We have recently presented the Duplo Post-Link optimiser, which among other things manages to
compile OCaml to machine code through the code generator of LLVM on amd64.
I built a histogram comparing code generated by ocamlopt and the LLVM backend, without enabling any optimisations at the LLIR level, on the intermediate representation used by the Duplo framework.
The histogram counts the occurrence of each instruction in ocamlopt. I have also included some
comments to highlight which instruction choices are likely to be better/more compact - while one of the issue has been since addressed, there data does highlight a few other opportunities for improvement.
We do not compile to LLVM IR, but to a representation we call LLIR that keeps track of the types of virtual registers in OCaml - int, float, value or address.

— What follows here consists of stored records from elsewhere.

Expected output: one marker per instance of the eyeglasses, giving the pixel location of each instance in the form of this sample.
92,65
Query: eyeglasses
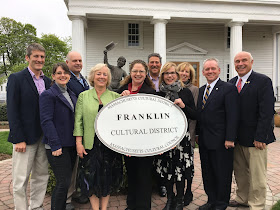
136,71
60,73
169,73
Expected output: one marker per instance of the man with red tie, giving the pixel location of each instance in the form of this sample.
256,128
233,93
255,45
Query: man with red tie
217,128
255,131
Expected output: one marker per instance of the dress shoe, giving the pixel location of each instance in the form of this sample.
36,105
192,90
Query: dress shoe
69,206
206,206
81,199
162,191
188,198
234,203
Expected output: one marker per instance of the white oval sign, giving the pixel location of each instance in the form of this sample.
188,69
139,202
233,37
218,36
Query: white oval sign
141,125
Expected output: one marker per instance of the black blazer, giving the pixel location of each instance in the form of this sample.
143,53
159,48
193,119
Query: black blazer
23,108
75,86
256,110
144,89
218,121
57,118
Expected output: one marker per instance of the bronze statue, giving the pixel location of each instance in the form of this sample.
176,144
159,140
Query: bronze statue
118,74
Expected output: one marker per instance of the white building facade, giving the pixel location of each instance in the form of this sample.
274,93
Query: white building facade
180,30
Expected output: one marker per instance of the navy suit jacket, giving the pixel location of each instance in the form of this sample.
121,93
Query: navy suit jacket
256,110
57,118
23,108
218,121
75,86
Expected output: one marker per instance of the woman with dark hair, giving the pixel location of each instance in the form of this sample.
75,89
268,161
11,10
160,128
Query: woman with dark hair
176,165
57,106
139,169
187,75
101,169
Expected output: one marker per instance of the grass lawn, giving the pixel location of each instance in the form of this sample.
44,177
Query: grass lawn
5,146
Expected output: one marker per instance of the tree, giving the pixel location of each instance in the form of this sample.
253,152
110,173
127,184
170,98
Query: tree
56,51
14,38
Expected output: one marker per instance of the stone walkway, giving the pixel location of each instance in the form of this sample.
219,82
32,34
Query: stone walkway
119,202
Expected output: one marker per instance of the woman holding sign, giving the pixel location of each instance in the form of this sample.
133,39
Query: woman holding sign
139,169
176,165
100,168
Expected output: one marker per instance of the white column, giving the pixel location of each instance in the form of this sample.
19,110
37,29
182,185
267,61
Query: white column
78,38
160,36
235,43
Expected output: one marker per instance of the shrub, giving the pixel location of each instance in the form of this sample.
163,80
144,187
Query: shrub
3,112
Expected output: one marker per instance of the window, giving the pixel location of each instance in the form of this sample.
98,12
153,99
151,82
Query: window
133,35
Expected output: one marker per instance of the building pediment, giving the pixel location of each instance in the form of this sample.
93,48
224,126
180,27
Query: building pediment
186,48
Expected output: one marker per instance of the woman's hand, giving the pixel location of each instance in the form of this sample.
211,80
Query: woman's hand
125,93
57,152
179,102
80,147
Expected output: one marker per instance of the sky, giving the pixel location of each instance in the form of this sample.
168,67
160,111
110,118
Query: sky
48,16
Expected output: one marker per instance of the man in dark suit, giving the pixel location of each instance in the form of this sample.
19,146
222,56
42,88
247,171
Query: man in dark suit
76,84
255,131
217,127
29,153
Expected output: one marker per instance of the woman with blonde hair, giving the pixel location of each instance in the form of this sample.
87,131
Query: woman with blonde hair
176,165
187,75
100,168
139,169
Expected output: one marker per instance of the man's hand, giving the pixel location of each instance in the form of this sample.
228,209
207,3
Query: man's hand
20,147
179,102
229,144
259,145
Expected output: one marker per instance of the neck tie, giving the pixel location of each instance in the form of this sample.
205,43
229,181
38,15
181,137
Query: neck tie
205,96
239,85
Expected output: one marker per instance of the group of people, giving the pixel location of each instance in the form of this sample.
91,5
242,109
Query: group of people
53,122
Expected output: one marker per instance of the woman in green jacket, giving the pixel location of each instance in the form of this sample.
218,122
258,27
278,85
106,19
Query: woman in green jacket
100,168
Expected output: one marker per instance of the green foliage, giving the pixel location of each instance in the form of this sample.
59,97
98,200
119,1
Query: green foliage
3,112
276,206
14,38
56,51
5,146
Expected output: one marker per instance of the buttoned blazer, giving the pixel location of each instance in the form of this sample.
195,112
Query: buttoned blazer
218,121
75,86
57,118
23,108
256,110
85,113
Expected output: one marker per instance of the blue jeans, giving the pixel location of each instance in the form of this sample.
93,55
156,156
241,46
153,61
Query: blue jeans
62,167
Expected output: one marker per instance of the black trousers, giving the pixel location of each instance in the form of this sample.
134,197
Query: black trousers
139,172
62,167
217,166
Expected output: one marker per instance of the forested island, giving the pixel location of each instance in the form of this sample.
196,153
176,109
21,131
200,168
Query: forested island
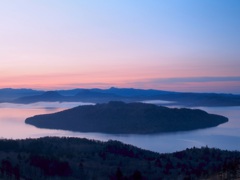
75,158
127,118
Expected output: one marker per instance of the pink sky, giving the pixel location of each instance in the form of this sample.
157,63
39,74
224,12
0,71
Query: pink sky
60,44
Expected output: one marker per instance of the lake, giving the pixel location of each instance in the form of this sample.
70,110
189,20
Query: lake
225,136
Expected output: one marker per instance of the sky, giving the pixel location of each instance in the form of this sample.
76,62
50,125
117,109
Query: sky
169,45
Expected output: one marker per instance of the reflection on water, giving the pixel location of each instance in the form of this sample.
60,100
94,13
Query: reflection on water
225,136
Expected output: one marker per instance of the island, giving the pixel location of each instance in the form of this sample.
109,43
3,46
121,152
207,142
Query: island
118,117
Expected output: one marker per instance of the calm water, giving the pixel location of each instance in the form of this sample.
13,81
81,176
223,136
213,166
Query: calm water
225,136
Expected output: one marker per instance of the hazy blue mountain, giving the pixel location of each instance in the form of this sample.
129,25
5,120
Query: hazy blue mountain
8,94
47,96
132,118
119,94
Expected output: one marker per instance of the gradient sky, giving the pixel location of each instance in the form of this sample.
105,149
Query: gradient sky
171,45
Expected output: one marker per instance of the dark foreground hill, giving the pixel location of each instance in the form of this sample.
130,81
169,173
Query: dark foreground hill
74,158
132,118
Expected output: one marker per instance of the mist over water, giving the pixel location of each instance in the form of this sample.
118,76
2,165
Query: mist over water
225,136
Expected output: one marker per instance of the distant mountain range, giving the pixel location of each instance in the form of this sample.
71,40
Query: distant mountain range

The IR is then lowered to LLVM’s MachineIR through the SelectionDAG instruction selector. A custom instruction was added to handle GC metadata and some passes were modified to preserve the semantics of GC roots.
I missed the NY QA time for this paper.
Was there an answer to whether this will work with MultiCore OCaml work?

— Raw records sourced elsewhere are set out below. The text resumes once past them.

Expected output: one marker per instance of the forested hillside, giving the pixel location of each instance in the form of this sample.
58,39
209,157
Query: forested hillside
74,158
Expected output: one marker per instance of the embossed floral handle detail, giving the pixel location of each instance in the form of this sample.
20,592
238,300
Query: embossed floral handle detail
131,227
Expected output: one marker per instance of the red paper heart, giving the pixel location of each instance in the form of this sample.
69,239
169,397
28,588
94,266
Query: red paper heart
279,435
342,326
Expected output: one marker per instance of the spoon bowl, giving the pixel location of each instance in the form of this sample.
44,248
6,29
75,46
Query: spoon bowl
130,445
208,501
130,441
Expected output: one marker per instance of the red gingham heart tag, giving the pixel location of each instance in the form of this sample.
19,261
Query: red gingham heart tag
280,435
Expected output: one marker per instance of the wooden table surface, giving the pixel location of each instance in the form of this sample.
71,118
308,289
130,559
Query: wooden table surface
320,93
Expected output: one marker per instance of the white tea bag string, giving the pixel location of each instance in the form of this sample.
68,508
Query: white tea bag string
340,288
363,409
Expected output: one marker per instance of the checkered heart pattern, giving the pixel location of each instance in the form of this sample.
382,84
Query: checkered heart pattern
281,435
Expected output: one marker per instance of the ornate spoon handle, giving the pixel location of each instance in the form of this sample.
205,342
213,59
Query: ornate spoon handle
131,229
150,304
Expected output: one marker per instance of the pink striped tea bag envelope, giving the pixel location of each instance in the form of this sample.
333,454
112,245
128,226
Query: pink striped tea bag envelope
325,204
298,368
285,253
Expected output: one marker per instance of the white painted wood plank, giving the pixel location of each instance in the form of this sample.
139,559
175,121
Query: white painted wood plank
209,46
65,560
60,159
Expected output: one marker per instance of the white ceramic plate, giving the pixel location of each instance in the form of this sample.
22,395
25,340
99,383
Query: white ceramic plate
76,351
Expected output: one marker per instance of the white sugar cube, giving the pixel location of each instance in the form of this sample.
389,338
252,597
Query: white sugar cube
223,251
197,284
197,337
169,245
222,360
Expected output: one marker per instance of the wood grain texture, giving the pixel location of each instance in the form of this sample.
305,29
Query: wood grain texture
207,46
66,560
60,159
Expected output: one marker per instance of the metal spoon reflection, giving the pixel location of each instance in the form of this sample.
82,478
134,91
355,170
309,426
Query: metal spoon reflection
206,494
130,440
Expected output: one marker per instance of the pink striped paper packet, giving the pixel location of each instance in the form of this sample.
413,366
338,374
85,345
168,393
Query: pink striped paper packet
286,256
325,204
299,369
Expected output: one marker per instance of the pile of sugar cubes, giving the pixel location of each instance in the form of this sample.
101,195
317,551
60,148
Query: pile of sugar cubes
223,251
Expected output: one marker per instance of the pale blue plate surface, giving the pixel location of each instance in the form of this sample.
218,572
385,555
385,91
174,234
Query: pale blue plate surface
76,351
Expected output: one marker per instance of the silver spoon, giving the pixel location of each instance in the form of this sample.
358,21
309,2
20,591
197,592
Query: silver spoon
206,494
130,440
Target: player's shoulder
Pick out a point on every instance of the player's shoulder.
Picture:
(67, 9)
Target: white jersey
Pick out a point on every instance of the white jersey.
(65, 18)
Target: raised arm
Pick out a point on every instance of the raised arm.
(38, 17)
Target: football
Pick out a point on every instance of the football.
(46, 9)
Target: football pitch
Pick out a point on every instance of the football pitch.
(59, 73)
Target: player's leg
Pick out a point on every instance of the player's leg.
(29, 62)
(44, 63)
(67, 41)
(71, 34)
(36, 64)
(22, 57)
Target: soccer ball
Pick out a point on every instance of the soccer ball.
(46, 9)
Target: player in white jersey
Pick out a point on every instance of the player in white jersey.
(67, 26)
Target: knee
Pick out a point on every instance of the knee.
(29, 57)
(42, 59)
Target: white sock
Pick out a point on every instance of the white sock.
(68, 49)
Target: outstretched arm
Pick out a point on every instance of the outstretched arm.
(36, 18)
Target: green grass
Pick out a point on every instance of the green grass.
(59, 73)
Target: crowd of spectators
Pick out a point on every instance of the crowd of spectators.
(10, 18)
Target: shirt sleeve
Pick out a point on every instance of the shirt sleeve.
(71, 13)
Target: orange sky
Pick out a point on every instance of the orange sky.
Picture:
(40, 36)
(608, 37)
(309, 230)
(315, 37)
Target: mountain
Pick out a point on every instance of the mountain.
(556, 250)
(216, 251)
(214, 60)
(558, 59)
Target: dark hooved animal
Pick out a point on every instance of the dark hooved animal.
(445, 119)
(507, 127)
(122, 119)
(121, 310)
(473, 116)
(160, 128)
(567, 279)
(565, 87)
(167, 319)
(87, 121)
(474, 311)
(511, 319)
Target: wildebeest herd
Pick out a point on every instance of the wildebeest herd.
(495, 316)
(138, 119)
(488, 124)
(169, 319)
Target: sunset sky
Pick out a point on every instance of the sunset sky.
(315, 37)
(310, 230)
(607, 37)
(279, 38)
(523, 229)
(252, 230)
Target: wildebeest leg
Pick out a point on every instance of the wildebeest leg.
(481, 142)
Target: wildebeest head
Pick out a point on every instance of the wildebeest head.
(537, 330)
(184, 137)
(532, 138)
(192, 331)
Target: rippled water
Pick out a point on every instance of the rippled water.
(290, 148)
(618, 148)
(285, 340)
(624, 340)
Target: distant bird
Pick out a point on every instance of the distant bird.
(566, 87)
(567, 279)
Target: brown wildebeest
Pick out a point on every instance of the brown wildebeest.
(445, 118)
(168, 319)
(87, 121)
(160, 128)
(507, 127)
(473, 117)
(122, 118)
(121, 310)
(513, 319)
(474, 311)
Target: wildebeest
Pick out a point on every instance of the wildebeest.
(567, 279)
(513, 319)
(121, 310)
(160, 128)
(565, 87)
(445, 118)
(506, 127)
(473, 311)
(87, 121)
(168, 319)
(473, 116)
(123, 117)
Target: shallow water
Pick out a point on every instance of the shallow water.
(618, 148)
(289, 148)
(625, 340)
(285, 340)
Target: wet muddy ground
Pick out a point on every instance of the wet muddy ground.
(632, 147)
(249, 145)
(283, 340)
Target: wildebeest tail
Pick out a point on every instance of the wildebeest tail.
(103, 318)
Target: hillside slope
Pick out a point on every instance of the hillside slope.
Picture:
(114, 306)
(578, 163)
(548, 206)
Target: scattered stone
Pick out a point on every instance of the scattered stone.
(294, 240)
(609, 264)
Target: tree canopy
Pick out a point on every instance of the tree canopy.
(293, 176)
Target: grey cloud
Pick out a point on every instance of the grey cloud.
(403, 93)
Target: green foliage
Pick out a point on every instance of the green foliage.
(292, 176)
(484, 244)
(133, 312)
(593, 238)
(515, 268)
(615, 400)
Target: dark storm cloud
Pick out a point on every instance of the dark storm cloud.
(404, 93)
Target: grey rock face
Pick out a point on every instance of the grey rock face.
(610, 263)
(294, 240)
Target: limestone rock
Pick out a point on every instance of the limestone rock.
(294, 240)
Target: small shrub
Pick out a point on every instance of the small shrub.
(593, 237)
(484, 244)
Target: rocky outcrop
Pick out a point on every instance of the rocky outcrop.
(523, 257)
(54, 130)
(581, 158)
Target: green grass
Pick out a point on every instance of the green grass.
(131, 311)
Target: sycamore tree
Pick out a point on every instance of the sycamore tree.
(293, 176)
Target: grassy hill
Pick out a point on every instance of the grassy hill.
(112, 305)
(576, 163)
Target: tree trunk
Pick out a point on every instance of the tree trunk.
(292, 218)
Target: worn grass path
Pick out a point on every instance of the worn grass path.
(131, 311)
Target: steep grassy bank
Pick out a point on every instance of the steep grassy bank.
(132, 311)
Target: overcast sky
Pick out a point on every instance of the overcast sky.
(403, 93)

And how can someone try this out, is there an opam switch for it?
There are instructions on setting up a pin here.
Unfortunately, some packages which rely on amd64 inline assembly or do not query the ocaml environment for the right C compiler to use (CC=llir-gcc) will not install at the moment.

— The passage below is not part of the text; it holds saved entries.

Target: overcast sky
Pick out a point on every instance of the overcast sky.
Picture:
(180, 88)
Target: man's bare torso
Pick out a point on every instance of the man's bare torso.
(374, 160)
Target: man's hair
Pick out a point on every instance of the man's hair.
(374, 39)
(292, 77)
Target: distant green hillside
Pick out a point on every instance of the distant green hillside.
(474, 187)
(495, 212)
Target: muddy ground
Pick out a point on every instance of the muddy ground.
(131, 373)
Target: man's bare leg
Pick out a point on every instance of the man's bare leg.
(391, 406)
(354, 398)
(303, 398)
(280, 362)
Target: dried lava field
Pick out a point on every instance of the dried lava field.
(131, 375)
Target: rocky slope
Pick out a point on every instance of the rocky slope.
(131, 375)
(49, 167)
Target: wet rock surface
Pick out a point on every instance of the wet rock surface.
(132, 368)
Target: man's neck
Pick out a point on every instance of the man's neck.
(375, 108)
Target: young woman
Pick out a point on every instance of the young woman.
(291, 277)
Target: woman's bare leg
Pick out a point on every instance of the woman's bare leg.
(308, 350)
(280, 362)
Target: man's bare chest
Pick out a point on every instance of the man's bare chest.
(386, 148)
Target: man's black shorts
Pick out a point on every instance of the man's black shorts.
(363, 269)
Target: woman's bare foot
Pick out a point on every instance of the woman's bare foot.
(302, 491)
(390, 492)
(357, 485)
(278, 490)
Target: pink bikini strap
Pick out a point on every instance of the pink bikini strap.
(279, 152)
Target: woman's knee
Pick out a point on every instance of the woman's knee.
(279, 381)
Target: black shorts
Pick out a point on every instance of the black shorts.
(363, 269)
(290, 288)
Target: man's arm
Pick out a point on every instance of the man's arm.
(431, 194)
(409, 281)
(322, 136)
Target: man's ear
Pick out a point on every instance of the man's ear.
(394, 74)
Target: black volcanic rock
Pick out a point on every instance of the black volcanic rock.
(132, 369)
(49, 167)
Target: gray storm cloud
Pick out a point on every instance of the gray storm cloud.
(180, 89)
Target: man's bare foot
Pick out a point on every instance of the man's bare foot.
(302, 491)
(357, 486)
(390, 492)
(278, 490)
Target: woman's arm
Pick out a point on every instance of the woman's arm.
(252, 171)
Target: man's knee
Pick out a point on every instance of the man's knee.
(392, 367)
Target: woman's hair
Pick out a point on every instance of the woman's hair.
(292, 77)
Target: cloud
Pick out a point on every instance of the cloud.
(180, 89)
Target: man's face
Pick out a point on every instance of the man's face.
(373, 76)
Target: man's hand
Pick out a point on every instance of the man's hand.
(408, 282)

We have the required diffs/versions at in our version of the sandmark benchmark suite and we will create a repository out of them.
Thanks for all the data and the suggestions. As you mention, a couple of them (32-bit immediate load into 64-bit register; no “call” instruction to set up trap handlers) are already implemented in OCaml 4.11.
The ocamlopt back-end was initially designed for RISC processors, with load instructions separate from computational instructions, so things like “callq (reg64)” just don’t fit.